Молодой снег жалобно скрипел под
ногами. Варютка ступала за мужем след в след, неловко перепрыгивая
от одной вмятины широкого мужского валенка к другой.
– Шибко бежишь-то, не поспеваю, –
пискнула она, оправляя зацепившийся за ветку подол.
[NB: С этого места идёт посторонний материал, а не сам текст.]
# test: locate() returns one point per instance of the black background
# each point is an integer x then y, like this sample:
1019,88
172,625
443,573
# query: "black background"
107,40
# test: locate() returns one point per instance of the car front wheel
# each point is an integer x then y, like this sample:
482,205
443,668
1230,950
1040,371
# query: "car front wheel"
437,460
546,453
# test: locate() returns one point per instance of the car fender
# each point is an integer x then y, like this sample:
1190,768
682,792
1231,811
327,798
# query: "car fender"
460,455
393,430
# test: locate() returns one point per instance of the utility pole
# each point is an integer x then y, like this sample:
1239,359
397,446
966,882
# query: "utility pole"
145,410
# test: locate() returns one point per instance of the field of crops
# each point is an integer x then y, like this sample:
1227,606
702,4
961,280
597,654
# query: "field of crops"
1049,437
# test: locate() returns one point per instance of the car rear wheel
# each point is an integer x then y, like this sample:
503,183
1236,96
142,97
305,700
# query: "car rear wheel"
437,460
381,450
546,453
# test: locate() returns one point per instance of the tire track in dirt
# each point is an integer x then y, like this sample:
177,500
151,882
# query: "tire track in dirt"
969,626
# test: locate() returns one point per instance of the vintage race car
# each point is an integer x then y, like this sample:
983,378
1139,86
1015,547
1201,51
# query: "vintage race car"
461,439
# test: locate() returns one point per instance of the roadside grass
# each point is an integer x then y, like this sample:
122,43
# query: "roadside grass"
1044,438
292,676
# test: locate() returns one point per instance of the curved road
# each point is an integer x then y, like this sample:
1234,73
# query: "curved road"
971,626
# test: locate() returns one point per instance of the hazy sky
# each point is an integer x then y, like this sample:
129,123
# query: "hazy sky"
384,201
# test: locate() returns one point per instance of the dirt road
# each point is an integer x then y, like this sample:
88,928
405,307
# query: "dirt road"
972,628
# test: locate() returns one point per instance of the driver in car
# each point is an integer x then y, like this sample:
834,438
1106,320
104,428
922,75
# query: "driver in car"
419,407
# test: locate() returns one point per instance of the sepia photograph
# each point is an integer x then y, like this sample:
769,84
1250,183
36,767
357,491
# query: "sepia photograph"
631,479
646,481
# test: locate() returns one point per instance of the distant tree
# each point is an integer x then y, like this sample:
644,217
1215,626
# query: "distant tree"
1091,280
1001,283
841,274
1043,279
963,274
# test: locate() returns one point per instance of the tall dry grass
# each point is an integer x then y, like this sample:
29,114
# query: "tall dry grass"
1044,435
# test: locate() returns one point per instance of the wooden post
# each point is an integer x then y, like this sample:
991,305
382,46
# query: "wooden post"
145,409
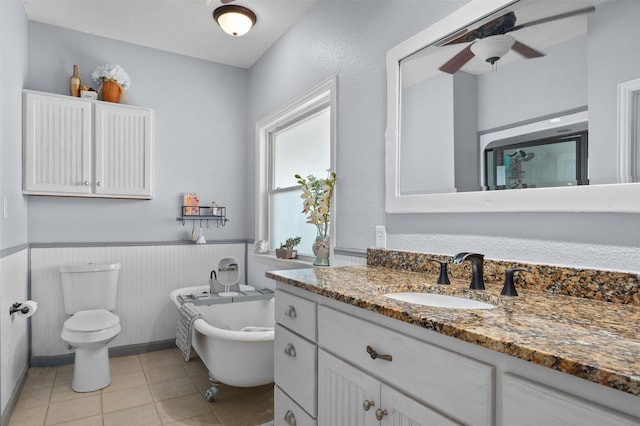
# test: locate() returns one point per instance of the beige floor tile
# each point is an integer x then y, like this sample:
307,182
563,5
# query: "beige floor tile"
143,415
35,397
38,377
128,380
168,372
124,364
175,409
201,420
195,367
87,421
65,374
173,389
29,416
159,358
73,410
126,398
63,392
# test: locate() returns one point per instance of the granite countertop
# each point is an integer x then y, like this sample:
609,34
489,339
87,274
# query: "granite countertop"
594,340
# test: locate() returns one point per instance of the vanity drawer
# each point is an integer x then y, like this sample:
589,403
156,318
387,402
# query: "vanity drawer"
287,412
454,384
297,314
295,367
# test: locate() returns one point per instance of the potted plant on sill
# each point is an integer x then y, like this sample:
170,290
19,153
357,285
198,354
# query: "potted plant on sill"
286,250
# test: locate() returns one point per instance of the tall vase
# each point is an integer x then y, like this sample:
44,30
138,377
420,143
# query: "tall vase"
321,246
110,91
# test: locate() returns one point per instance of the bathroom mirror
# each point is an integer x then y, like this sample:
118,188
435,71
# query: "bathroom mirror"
446,104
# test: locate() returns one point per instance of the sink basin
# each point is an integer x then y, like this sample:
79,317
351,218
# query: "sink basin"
440,300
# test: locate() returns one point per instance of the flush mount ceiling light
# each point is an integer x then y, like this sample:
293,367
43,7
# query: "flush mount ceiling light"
234,20
492,48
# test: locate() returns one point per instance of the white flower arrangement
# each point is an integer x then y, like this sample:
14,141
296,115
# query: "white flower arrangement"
113,73
317,194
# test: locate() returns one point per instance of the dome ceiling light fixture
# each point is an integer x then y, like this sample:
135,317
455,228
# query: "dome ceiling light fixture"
234,20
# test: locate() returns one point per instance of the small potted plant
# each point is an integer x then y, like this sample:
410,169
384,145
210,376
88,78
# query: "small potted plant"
286,250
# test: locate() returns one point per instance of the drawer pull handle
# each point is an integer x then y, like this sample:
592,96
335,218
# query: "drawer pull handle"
290,418
367,404
291,312
375,355
380,414
290,350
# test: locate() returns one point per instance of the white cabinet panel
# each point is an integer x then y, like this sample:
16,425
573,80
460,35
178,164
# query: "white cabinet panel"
123,150
57,145
81,147
526,403
344,392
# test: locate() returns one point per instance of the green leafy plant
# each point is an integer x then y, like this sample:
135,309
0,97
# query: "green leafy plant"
290,243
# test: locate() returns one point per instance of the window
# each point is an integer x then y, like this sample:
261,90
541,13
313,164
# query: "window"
296,139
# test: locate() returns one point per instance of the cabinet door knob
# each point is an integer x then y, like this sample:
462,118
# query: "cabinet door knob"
375,355
290,350
367,404
380,414
291,312
290,418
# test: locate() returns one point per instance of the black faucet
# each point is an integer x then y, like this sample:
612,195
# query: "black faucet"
477,259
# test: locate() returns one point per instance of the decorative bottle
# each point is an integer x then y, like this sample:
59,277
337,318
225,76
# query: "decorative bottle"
74,82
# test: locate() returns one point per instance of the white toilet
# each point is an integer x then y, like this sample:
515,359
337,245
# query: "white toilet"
89,293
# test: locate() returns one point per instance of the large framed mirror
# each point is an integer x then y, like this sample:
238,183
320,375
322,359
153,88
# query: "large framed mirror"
495,76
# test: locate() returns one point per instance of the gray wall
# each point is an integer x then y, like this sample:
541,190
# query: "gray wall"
351,41
200,139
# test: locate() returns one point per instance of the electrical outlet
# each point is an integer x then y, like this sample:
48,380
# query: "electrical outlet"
381,237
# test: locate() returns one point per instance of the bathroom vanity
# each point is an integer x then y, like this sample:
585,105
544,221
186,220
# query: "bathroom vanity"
346,354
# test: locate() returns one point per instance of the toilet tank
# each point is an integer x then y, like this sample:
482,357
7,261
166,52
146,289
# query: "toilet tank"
89,286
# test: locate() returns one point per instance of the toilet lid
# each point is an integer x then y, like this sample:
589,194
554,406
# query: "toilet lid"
92,320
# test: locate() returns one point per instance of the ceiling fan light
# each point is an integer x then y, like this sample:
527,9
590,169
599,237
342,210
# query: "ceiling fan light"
234,20
492,48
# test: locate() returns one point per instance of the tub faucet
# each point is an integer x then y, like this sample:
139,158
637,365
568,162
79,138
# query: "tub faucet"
477,280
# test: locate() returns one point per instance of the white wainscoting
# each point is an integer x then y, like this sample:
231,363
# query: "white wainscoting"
147,276
13,329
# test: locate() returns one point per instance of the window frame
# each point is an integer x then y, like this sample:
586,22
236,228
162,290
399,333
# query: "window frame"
310,102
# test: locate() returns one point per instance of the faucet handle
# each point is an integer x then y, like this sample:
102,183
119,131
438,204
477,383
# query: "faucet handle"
444,276
509,288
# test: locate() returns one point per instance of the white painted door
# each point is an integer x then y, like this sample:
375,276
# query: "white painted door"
123,142
57,145
346,395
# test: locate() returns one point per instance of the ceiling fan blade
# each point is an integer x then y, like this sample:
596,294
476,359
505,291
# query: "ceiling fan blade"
526,51
555,18
458,61
500,25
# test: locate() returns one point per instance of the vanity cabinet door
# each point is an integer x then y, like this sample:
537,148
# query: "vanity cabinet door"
57,145
123,150
346,395
526,403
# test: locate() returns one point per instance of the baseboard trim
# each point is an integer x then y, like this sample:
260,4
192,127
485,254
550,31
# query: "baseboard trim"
119,351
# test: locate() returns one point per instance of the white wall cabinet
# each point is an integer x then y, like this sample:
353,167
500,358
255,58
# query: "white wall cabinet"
86,148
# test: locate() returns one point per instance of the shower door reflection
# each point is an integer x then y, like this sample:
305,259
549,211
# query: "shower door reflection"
558,161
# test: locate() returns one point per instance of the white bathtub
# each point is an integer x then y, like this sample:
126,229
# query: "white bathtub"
233,357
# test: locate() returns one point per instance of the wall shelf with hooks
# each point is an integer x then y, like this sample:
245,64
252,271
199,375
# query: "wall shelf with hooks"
204,214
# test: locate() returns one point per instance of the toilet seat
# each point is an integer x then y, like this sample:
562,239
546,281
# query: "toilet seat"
91,321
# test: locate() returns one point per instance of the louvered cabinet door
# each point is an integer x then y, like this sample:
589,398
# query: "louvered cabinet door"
57,145
123,143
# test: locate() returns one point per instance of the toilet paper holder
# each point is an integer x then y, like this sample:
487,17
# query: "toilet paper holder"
18,307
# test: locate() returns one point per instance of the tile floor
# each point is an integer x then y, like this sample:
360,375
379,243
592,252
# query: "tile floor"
154,388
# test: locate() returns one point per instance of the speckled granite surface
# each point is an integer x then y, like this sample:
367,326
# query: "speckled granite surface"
591,339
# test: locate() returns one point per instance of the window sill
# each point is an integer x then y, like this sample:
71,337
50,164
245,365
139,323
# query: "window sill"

– Так сидела бы дома, – огрызнулся
Игнат, не поворачивая головы.
Вначале ночь была непроглядной,
густой – шли наощупь, по приметам, огибая черные стволы, но вот
из-за туч лениво выкатился тонкий серп растущего месяца, заглянули
в прореху крупные звезды, обрадованный снег жадно подхватил
небесное сияние, раздвигая мрак. Впереди показалась равнина
скованного льдом озера.
Игнат замедлил шаг, начал
заворачивать правее, углубляясь в сухостой камыша.
– Пойдем домой, – без всякой надежды
попросила Варютка, кутаясь от сурового ветра в пуховый платок.
Игнат ожидаемо не ответил, он всегда
делал то, что ему взбредет в голову, не слушая даже грозного
родителя, где уж молодухе его остановить.
Камыш здесь стоял реденький, низкий,
сквозь него хорошо были видны: озерная гладь, запорошенный снегом
пригорок и выступавшие из ночной темноты беленые башенки надвратной
монастырской церкви.
– Здесь будем ждать, – приговорил
Игнат, плюхаясь в снег.
– А чего ждать? – не поняла
Варютка.
– Жалко – светло больно, могут и не
вынести, – пробубнил муж себе под нос.
Он неотрывно всматривался в
монастырские стены.
– А чего должны вынести? Кому чего
ночью выносить-то нужно? – зачастила Варютка. – Ночью спать всем
надобно. Не добро по потемкам бродить, беды искать.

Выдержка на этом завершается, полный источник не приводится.